# For foreigners; what do you need to apply for an MFA?



## Ikea (Jan 10, 2013)

do you need an university BA/BS/BFA degree? 

or just whatever that's in the same level as college in the US?

you're in college between year 18-20 right? so would it make sense to just have the certificate of a school you usually graduate 20 years old in Europe?

//Yes, I'm new on the forum. But looking to apply for a screenwriting program in the US this fall.. and so few schools are offering BFA's so I was wondering if I would be able to apply for an MFA =)


----------



## duders (Jan 10, 2013)

You need at least a 3 or 4 year degree, or its equivalent in your country.

Certificates are not the same as a degree.


----------



## Ikea (Jan 10, 2013)

yeah that's what I thought.. but people on here were talking about finishing college.

I have a degree from what would be called 'college' where I'm from but it's not an university degree (BA/BS)

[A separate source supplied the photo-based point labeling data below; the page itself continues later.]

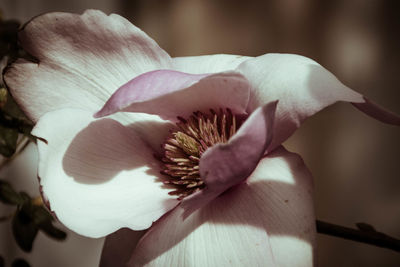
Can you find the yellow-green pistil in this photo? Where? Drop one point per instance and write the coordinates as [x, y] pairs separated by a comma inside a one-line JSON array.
[[183, 149]]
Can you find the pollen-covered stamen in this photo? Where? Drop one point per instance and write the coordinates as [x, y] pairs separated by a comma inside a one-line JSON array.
[[183, 149]]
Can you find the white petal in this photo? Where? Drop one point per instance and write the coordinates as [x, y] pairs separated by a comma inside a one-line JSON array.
[[82, 60], [118, 247], [98, 175], [267, 221], [208, 63], [302, 86]]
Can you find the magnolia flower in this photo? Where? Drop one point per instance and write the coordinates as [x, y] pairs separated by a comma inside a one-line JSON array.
[[189, 148]]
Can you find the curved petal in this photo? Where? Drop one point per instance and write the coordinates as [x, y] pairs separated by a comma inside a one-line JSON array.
[[268, 221], [302, 86], [207, 63], [82, 60], [170, 94], [119, 246], [225, 165], [98, 175], [375, 111]]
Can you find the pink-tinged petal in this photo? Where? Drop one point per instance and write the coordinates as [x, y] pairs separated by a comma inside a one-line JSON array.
[[225, 165], [377, 112], [170, 94], [228, 232], [284, 184], [302, 86], [208, 63], [268, 221], [82, 60], [98, 175], [119, 246]]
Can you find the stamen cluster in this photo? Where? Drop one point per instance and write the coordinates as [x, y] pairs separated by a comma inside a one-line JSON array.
[[183, 149]]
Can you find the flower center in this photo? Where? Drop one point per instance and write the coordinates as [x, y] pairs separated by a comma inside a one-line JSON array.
[[184, 147]]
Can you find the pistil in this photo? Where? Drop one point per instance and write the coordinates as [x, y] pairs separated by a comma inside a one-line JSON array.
[[184, 147]]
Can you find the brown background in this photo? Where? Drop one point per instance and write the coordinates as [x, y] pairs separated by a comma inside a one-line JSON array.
[[354, 159]]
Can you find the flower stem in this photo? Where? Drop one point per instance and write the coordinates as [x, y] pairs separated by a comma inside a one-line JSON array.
[[365, 234]]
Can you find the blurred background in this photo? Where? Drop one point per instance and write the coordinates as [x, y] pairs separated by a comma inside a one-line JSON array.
[[354, 159]]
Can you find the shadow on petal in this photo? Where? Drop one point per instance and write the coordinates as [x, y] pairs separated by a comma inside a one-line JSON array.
[[105, 148], [282, 208]]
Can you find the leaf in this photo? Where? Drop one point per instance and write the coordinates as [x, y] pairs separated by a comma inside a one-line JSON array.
[[8, 141], [3, 97], [52, 231], [20, 263], [24, 228], [8, 195], [43, 220]]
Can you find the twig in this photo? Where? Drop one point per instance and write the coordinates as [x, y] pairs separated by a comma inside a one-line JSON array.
[[7, 217], [20, 148], [367, 235]]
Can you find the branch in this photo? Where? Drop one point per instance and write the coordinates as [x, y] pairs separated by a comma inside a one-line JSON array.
[[365, 234]]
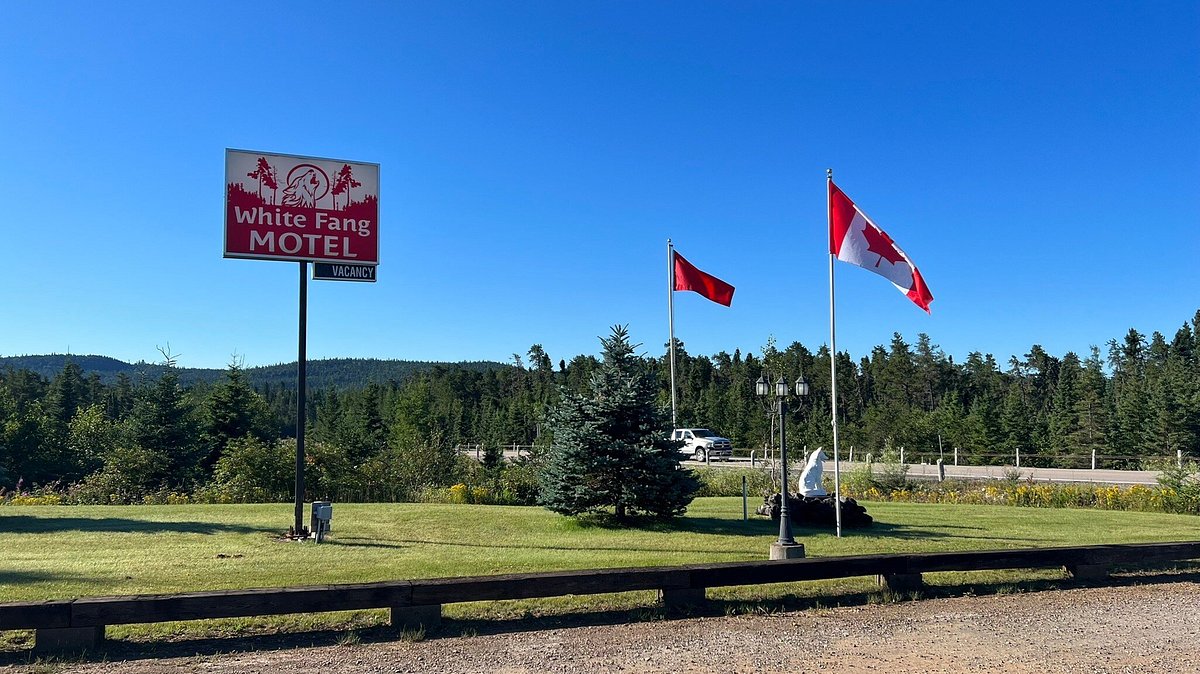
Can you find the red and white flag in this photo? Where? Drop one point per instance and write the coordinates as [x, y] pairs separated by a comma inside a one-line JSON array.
[[688, 277], [855, 239]]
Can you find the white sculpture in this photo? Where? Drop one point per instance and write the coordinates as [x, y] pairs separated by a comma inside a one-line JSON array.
[[810, 480]]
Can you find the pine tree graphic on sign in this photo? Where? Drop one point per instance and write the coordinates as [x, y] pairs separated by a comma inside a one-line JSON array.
[[345, 182]]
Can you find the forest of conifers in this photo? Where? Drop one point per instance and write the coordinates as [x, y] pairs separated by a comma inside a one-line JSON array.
[[1132, 402]]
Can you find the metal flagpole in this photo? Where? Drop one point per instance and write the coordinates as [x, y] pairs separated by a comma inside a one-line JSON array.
[[671, 325], [301, 377], [833, 365]]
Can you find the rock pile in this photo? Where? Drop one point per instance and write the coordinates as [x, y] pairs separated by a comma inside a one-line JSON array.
[[817, 511]]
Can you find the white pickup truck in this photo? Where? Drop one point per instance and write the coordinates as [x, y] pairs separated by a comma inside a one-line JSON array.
[[701, 444]]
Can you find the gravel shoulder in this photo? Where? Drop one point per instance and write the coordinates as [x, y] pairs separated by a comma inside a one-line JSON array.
[[1129, 629]]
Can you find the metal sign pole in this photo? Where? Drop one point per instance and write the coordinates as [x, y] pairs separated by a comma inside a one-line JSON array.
[[301, 374]]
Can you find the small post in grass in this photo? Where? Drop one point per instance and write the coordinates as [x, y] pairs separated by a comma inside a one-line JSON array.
[[745, 507]]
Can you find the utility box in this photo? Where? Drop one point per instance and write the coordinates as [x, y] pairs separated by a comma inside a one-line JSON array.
[[319, 524]]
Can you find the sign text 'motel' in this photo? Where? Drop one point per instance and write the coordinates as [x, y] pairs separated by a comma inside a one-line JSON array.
[[329, 271], [288, 208]]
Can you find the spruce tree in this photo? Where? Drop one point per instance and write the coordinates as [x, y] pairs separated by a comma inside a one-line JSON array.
[[611, 445]]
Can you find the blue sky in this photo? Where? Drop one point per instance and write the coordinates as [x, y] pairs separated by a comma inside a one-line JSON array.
[[1038, 161]]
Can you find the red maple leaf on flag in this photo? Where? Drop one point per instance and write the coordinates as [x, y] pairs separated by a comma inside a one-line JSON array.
[[879, 242]]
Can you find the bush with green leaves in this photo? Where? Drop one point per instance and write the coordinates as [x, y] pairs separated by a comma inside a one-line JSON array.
[[252, 470]]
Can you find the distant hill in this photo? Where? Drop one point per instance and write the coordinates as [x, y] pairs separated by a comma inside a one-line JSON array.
[[337, 373]]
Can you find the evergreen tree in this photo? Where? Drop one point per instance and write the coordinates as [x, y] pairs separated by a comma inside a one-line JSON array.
[[162, 426], [234, 411], [611, 445]]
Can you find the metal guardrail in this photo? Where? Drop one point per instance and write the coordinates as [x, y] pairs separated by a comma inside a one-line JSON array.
[[73, 625]]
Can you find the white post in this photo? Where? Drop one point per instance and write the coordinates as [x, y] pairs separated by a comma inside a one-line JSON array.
[[833, 362], [671, 325]]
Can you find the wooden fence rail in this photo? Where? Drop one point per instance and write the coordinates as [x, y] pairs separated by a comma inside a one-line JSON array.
[[73, 625]]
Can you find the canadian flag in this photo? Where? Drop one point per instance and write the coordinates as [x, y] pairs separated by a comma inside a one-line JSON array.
[[855, 239]]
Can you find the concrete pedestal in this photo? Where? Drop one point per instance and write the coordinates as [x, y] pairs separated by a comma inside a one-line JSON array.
[[779, 551]]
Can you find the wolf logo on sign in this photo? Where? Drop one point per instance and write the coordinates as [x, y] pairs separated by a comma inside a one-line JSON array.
[[301, 190]]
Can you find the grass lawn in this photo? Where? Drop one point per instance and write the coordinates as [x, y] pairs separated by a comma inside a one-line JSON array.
[[57, 552]]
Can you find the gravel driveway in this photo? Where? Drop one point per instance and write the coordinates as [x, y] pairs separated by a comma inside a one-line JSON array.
[[1151, 627]]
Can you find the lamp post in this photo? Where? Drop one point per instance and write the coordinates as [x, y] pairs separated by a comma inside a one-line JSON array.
[[786, 546]]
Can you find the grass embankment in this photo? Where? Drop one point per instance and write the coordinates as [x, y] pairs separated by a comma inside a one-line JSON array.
[[57, 552]]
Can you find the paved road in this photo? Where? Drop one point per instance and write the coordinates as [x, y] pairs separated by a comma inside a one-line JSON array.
[[929, 471]]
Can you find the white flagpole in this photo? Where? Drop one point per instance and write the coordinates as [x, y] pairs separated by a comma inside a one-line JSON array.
[[833, 366], [671, 325]]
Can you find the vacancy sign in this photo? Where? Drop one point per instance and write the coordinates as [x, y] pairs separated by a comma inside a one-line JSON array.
[[289, 208]]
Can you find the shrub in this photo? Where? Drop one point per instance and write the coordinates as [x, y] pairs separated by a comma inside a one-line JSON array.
[[249, 470]]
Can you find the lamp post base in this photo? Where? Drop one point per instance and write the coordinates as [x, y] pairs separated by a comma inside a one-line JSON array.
[[781, 551]]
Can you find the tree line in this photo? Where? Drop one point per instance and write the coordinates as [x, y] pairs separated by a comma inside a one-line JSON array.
[[1134, 401]]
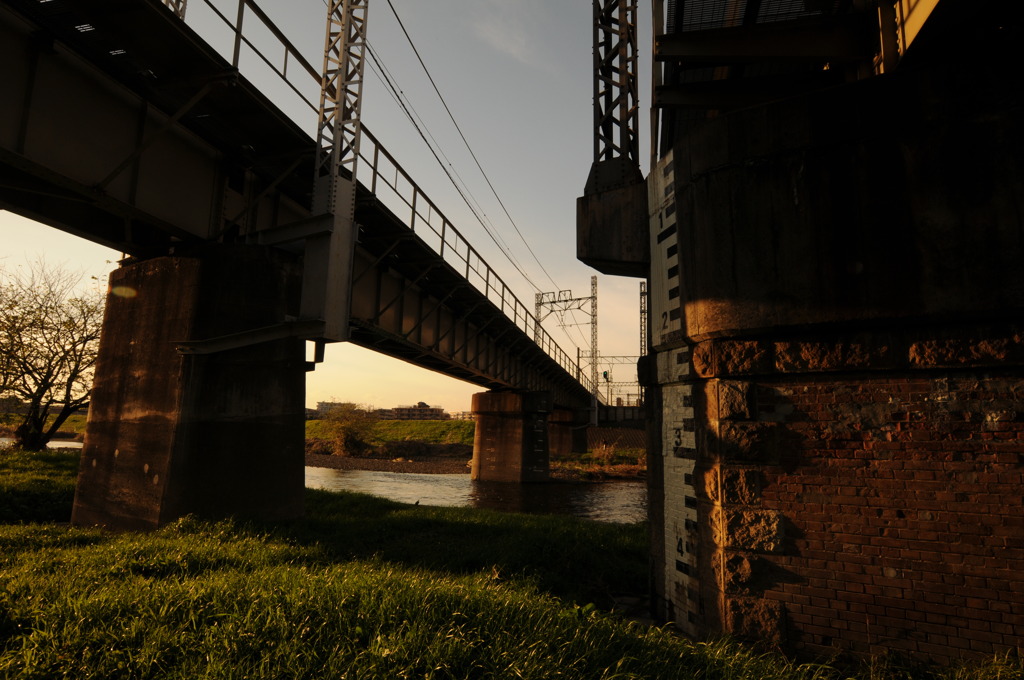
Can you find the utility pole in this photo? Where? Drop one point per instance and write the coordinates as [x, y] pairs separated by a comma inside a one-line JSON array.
[[562, 301]]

would that count for an MFA?


----------



## Moira (Jan 11, 2013)

Ikea, you should write to the Admission Office of the School you are applying for (far in advance, as it can take a few weeks until they get back to you). Look it up on their websites or ask what they require. I also have a BA from Germany and on the websites, they had stated different requirements. Mostly, they want you to have an equivalent of a U.S. degree from a regionally accredited institution (and sometimes even they can't evaluate if you are eligible). If they are not sure if they will accept yours (as in my case), then you can get an evaluation from the WES (world education service) - which I did, just to be sure. It is costly, but I think it pays off. I chose a course-by-course evaluation (that one of the colleges I applied for demanded), so I have an official document now that confirms I have a U.S. equivalent degree. And they can understand my grades, because they translate your foreign grading scale into the U.S. scale. Good luck!


----------



## Ikea (Jan 11, 2013)

thank you very much for the reply Moira!

were you eligible because of your BA or something else entirely?


----------



## Moira (Jan 11, 2013)

Hey Ikea,

I was only eligible because of my BA. But some of the programs stated on their websites that they want a MA or Diploma for a graduate program, which is ridiculous. Only because the German Bachelor takes three years (in my case 3,5 years) and the U.S. degree takes four. But the WES said it is the equivalent of a bachelor's degree (which the U.S. universitys apparently didn't realize). But I am not sure about certificates, either.


----------



## Ikea (Jan 11, 2013)

Yikes!

that sounds strict.. thanks for the info!


----------